Now that I'm in a case with more birth parent communication, I'm feeling a little stuck in a foster care triangle. I want Caterpillar's mom that she has my support for reunification. I will do my best to care for Caterpillar, and I will do my best to support their bond and relationship. At the same time, that comes with limits. I can't wait around indefinitely when she shows up late. Unlimited grace on lateness is not good for anyone in the end, except maybe Caterpillar, as he still benefits from time with his mom. The caseworker and case aide are very firm with lateness and set up a system where she needs to be half an hour early for the visit or I won't bring Caterpillar. His mom is having some trouble with this system and is frustrated. She tells me she's frustrated and wants to know how it inconveniences me. I pass the buck back to the agency and tell her it's their rules. At the same time, I know they are rules to help me, so I'm not entirely being sincere or supportive of my agency's authority. Yet, I'm not sure how to communicate that, and I'm not sure if it's a good idea to do so.

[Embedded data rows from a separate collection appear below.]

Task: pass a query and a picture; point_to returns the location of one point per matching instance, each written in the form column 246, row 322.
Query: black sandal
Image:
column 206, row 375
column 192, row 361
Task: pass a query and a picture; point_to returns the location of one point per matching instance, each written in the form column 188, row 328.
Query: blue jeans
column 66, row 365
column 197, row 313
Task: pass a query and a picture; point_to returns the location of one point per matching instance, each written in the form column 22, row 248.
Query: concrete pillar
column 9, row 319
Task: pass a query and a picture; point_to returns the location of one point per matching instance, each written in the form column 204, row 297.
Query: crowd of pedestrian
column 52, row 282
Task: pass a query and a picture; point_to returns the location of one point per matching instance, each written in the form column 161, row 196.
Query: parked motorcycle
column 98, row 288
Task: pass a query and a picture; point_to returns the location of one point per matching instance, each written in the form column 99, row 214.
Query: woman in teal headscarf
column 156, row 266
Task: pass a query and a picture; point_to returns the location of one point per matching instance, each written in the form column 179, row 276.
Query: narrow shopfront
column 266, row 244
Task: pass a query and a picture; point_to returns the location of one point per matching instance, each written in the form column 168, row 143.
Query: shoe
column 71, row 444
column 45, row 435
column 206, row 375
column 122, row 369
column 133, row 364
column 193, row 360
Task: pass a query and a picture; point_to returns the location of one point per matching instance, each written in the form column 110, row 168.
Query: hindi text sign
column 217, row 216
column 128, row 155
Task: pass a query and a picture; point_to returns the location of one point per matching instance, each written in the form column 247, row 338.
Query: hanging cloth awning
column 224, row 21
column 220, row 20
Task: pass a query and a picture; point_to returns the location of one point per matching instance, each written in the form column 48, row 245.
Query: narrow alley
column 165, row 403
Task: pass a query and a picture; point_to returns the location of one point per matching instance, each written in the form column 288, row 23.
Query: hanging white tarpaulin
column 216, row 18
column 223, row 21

I mostly listen, empathize a little but not a lot, change the topic to how Caterpillar is doing and how I know she wants to see him, and tell her I hope to see her at the next visit.
Recently, a medical concern became a hexagon or some other crazy mess of lines: birth parent, foster parent, caseworker, old doctor, new doctor, pharmacist. I'm still not sure I navigated that perfectly, but I did the best I could.
I remind myself that it's better when all these people care, even though it makes it difficult. I've been in cases already when one point of the triangle didn't seem to care, and it's very sad.
In a couple weeks we have a foster parent support group on birth parent relationships. I'll take notes and share them, as I feel like I could never learn enough on this topic.